I quickly implemented loading said area geometry model and simple area objects. And was baffled. The area geometry’s position didn’t match up with the objects’ positions. The area was so far in the distance, you couldn’t even see it. I looked and searched for a “tile” position in the area description files…nothing. As an experiments, I bound moving the area model to keyboard keys, and played around with it until it fit. The correct position, for some reason, is {1500.0, 1500.0, 0.0}. Don’t ask me why, but this works for all areas in the game. ¯\_(ツ)_/¯
Object orientation
There was another thing I noticed, though: the orientation of the area objects is wrong. Unlike Neverwinter Nights, which only specifies one angle, the “bearing”, for each object, The Witcher lets you rotate all objects in all three axes. The orientation is described as a quaternion. Now, Neverwinter Nights 2 does the same and because we need the object orientation in Euler angles instead, we convert them. Unfortunately, that code doesn’t seem to work correctly in The Witcher. I assume it’s connected to the fact that The Witcher actually fully rotates the objects (while Neverwinter Nights 2 only, in effect, rotates around two axes), combined with how xoreos changes the axes around for world objects and additionally needs to translate the coordinate system from Direct3D orientation to OpenGL’s.
Try as I might, I couldn’t get the correct orientation. After way too much banging my head against the wall, I caved and put that onto the TODO pile. That’s something I have to revisit another day.
Creatures
“Only objects? Where are the creatures, the NPCs, the people?”, I hear you ask, imaginary reader. Well, The Witcher doesn’t directly describe creatures in the area files. Instead, there are spawn points, and I think the rest is handled by the game scripts. Not something I can do now. No NPCs for now, I’m afraid.
Miscellaneous
A few bits and pieces I found out or did during this endeavour:
- I renamed the engine and namespace in xoreos from “thewitcher”/“TheWitcher” to “witcher”/“Witcher”
- I noticed that The Witcher, unlike other Aurora games, encodes all strings in UTF-8. The language IDs are also wildly different. To get these together under one big tent, I changed how xoreos handles languages and encodings
- The Witcher uses Lua scripts. I already knew that previously. But what I didn’t know: it also, additionally, uses the traditional NWScript. That’ll be a lot of “fun” to reimplement…
- I found references to the LuaCOM library in the The Witcher disassembly, which provides Lua bindings for ActiveX components. I really, really, really hope that’s unused
In conclusion, area loading in The Witcher is now in a similar state to area loading in Neverwinter Nights, Neverwinter Nights 2, Knights of the Old Republic, Knights of the Old Republic II and Jade Empire. It’s not flawless, and there’s still a lot of things missing, but it’s a start. :)

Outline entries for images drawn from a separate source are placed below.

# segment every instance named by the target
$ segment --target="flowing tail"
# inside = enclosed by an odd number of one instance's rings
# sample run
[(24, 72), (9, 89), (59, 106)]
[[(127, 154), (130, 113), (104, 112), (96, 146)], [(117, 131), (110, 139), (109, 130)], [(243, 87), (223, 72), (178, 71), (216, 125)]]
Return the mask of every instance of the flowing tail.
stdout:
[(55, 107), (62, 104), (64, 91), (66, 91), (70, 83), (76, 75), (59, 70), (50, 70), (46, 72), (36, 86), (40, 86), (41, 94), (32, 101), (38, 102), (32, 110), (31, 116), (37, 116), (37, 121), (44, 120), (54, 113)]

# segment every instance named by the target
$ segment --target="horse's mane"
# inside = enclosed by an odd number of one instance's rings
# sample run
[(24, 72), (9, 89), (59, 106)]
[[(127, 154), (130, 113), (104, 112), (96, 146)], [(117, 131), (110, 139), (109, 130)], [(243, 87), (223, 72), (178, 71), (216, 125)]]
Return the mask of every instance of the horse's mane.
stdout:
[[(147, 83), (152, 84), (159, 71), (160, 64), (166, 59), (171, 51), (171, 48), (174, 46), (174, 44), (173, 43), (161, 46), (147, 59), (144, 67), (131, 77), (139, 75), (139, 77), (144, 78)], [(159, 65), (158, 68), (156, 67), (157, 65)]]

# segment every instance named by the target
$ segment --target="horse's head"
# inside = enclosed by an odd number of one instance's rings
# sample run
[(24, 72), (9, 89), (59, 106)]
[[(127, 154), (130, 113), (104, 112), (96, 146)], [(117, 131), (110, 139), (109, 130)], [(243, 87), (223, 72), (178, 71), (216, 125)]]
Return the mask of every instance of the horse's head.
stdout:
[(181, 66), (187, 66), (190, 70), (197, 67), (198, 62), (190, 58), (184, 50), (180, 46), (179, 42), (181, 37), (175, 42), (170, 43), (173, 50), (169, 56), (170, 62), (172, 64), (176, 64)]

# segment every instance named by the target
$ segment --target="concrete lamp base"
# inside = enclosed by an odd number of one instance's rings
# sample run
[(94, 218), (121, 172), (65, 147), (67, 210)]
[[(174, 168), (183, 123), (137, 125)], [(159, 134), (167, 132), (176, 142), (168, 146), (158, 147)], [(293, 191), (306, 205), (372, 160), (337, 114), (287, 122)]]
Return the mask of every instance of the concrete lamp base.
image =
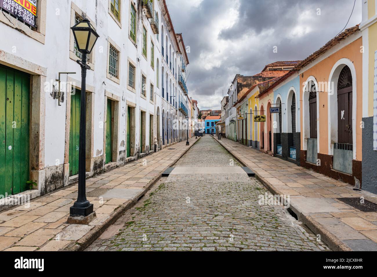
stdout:
[(89, 223), (97, 217), (95, 212), (93, 211), (86, 216), (69, 216), (67, 222), (70, 224), (81, 224), (88, 225)]

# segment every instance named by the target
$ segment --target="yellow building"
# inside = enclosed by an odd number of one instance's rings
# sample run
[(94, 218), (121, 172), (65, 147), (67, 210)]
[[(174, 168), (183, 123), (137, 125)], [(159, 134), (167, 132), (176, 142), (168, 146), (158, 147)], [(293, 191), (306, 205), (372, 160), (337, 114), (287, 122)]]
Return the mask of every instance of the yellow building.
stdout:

What’s next? There’s three games left without area support: Dragon Age: Origins, Dragon Age 2 and Sonic Chronicles: The Dark Brotherhood. The latter is a Nintendo DS game, and is missing basic support for a lot of DS-specific file formats. In fact, I’m still not 100% sure this game even belongs in xoreos… The two Dragon Age games are somewhat further along: resource loading works and the texture format is known. They are, however, completely missing model support, as well as support for the new GFF version. Since that is at least something to go by, it’s possible I’ll tackle Dragon Age: Origins next. It could take a while until I have something worthwhile to report, though.